Saturday, August 29, 2015

Relative To What?

"Remember when we spoke to that group and you said that after watching 'Roots' on TV you were so mad you wanted to put big hurt on white people?"
"And when you spoke you looked straight at me and said, 'Did you get mad enough to get rid of your white identity?'  I'd thought about it, but in those days most of the guys into taking Afrikan identities were into violence . . ."
"All this talk about black this and black that.  Who's black?"
" . . . and I'd have had to do it legally, go to court, change the name on my vital statistics -- all that paper work --"
"Yeah, would've been a tremendous inconvenience for you compared to what those people, black and white, portrayed in 'Roots' had to contend with . . ."
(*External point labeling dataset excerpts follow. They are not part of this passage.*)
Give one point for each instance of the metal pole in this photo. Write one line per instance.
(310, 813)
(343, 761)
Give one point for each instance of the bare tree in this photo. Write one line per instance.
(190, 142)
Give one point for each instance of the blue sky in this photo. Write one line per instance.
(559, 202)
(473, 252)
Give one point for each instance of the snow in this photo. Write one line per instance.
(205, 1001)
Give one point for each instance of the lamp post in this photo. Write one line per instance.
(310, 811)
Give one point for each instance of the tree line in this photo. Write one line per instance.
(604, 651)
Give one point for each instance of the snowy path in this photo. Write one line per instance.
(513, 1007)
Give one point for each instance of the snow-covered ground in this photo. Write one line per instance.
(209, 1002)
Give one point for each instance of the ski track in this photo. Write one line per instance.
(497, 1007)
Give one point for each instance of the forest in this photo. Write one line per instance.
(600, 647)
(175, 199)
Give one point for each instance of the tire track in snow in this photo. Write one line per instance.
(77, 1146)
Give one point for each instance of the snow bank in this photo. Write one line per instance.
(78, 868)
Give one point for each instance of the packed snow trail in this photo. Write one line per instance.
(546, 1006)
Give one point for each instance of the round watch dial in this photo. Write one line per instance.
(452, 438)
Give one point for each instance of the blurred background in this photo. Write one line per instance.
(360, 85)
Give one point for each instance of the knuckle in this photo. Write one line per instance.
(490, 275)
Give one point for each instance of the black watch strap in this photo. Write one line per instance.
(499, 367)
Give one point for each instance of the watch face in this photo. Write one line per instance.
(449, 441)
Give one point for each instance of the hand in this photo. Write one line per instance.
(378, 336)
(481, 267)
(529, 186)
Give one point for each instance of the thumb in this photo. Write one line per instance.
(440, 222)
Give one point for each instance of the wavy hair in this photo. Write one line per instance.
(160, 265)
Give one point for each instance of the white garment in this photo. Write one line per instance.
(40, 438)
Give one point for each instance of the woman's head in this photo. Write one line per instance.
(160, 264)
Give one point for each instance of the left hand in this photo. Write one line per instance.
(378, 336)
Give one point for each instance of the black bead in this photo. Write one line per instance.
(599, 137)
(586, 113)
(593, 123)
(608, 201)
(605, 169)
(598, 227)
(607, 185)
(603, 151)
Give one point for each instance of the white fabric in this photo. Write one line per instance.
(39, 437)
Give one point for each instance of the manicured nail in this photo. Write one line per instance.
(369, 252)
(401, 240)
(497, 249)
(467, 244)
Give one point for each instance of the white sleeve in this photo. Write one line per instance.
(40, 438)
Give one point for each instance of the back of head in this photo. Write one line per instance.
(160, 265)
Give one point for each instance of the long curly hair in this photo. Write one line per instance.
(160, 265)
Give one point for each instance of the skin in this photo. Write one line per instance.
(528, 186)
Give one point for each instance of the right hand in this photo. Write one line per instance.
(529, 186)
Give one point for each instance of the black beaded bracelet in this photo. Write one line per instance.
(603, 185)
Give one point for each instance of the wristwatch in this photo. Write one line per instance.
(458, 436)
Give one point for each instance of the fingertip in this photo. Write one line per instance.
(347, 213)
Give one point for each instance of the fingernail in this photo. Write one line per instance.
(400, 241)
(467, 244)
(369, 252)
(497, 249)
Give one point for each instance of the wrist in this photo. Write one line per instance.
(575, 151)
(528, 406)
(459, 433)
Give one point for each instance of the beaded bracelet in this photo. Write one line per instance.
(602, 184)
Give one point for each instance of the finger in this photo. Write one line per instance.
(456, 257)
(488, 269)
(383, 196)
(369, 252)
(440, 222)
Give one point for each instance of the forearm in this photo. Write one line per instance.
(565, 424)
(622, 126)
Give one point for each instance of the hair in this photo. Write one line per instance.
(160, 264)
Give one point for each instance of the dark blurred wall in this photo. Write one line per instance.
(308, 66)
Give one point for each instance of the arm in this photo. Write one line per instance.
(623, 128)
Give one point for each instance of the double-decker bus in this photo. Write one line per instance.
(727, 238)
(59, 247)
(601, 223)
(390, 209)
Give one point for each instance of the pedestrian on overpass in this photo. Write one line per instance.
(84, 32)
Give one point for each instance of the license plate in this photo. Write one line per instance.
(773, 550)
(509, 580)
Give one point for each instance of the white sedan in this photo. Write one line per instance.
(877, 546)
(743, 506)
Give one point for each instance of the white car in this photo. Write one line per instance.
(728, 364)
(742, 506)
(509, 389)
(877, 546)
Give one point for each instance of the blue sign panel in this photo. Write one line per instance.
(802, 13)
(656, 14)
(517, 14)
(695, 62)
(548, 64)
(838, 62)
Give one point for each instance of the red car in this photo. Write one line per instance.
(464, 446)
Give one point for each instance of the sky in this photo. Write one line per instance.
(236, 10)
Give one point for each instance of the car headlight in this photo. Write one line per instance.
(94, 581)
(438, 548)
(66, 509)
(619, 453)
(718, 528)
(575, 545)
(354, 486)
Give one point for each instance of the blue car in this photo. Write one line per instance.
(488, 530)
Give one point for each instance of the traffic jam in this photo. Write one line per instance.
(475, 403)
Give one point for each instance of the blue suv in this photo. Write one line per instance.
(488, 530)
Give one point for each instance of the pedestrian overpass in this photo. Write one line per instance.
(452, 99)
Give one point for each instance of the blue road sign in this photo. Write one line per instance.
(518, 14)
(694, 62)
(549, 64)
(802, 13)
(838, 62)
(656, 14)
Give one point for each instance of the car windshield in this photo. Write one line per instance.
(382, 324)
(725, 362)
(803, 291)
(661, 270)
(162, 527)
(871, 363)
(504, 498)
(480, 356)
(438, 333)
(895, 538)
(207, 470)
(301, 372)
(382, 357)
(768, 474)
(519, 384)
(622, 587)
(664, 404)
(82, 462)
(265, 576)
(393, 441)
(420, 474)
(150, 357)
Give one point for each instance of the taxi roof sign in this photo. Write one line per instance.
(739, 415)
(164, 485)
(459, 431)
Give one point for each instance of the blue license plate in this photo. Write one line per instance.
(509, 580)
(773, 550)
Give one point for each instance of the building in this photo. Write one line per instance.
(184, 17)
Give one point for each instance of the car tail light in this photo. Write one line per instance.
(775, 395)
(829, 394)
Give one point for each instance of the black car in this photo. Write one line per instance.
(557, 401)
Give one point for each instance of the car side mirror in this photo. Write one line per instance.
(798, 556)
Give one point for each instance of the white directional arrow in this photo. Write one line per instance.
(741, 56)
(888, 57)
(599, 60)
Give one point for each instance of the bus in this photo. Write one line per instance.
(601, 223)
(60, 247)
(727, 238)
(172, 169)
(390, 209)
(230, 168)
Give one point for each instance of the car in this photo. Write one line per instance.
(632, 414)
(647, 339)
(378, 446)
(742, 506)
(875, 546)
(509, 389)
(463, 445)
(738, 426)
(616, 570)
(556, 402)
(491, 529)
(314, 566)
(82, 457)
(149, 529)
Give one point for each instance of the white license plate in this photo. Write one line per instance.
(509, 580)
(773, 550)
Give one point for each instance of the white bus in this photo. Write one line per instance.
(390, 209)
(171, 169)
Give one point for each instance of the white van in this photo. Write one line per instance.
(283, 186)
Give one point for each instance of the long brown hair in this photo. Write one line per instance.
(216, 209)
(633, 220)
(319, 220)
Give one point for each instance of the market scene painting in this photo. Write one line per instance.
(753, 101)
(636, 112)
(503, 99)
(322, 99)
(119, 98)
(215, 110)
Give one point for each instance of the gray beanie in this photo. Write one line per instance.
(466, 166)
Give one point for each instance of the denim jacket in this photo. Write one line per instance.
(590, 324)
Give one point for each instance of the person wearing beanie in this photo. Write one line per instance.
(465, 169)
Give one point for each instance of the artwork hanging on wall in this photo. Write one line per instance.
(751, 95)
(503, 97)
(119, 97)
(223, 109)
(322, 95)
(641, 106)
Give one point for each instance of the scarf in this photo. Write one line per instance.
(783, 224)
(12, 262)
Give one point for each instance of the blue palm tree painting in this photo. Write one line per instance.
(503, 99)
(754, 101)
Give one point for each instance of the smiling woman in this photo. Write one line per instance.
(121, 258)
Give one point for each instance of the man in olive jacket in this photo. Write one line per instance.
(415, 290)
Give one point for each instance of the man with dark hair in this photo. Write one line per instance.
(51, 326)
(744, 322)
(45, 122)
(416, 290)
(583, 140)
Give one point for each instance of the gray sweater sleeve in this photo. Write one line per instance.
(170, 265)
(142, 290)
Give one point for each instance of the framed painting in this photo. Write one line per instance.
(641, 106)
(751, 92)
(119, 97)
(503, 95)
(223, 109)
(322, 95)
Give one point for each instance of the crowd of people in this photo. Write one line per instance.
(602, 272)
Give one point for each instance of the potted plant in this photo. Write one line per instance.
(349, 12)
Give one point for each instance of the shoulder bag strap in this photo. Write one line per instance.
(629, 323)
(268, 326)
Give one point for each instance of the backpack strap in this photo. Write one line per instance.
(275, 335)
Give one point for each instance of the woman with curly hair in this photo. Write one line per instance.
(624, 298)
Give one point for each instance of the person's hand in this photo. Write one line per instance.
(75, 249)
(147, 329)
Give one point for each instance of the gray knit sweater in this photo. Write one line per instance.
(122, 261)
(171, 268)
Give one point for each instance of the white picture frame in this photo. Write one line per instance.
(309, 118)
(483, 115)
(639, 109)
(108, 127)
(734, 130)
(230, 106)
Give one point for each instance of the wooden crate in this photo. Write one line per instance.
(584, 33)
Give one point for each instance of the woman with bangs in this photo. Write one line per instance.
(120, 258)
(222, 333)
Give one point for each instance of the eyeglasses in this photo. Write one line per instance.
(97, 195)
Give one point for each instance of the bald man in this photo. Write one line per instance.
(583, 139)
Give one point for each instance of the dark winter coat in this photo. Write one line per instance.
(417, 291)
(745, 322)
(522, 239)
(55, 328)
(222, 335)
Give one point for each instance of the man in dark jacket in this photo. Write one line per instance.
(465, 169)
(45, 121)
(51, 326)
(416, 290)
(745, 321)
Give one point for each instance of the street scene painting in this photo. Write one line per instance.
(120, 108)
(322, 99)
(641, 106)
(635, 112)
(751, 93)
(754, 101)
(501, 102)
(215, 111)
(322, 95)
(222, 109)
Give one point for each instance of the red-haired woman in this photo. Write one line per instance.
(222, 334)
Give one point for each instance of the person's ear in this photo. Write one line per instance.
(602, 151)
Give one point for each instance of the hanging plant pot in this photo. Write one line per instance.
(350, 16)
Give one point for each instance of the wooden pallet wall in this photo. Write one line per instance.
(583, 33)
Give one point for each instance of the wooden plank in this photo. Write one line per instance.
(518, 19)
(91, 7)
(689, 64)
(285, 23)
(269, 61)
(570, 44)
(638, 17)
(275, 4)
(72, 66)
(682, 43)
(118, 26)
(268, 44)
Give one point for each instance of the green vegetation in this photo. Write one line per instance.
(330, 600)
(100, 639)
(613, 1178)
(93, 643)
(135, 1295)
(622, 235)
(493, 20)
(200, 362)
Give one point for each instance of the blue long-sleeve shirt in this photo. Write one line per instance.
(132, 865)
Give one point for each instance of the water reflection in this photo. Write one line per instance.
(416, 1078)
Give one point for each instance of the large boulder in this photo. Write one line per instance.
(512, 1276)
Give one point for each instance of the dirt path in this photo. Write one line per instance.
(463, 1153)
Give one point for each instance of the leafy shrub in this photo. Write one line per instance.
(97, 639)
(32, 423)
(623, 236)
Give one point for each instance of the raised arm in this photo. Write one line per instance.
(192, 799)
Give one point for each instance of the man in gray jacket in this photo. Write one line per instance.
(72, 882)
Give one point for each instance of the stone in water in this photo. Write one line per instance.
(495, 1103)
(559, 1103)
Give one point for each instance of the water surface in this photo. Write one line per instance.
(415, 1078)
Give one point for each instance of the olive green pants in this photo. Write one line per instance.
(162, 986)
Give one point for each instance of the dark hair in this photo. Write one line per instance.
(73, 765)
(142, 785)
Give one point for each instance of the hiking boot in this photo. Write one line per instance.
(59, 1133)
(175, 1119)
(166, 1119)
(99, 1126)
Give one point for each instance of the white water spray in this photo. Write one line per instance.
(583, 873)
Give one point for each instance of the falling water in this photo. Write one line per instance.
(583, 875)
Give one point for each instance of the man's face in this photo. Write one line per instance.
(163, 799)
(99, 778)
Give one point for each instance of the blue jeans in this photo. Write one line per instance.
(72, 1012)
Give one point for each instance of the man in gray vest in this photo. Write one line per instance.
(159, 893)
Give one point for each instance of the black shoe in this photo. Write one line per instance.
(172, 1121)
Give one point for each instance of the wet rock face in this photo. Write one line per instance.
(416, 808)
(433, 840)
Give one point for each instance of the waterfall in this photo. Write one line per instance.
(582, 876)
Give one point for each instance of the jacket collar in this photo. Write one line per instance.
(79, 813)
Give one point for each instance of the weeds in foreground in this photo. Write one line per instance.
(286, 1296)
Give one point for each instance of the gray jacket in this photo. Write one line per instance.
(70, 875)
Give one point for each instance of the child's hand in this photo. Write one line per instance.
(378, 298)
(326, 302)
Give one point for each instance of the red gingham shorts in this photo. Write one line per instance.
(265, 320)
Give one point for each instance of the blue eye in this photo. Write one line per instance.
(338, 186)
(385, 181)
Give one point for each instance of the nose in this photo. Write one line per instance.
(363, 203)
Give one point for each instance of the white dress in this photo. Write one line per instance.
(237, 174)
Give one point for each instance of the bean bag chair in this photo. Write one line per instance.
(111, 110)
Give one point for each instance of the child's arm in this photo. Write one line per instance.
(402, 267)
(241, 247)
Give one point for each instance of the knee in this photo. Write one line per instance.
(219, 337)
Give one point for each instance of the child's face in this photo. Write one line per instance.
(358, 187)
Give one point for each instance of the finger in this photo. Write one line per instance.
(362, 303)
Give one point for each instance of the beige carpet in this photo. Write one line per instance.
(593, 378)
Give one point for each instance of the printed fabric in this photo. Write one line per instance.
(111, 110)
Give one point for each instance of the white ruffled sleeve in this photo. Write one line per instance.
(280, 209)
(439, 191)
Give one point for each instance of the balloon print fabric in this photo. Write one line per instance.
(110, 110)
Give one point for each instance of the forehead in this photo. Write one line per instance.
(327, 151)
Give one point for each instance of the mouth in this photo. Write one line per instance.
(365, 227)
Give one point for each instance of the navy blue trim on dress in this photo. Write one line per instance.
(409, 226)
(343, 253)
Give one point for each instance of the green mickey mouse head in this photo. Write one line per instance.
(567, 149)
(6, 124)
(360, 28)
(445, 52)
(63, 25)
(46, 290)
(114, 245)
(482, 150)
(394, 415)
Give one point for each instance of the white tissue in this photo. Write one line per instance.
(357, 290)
"Besides, everybody knew me as 'Sam' and they weren't going to suddenly start calling me Olatunde."
"I'd rather call you Olatunde than Sam.  What does it mean?"
" 'Honor comes again.'  My friends would be looking at me funny, as if I was a traitor or something."
"You could've gotten new friends."
"It's just so much trouble, going through so many changes just over a name -- and my relatives never would've  understood."
"There's more to a person's identity than a name.  You could call yourself Ching Lee, but that wouldn't make you a Chinese."

"What about black people and this hair thing?"
"Again, it takes more than a name and the way you wear your hair to give you an identity. You have to have a culture, and that requires a language -- sloppy English isn't a black language, it's just the sloppy English of poorly educated people . . ."
"We went through that Afro thing, trying to get blacks to wear their hair natural.  Now, over fifty years later, they'r still addicted to that hair thing.  Trying to make tacking ropes to it as a cultural feature to cover a fascination  for long, loose locks . . . and after a hundred years still following 'leaders' who teach them to blame whites for our self-hate, self-destruction, and all our problems as if we had no brains to think . . ."
"Liars . . . dummies -- Ghosts all?  Relative to what?"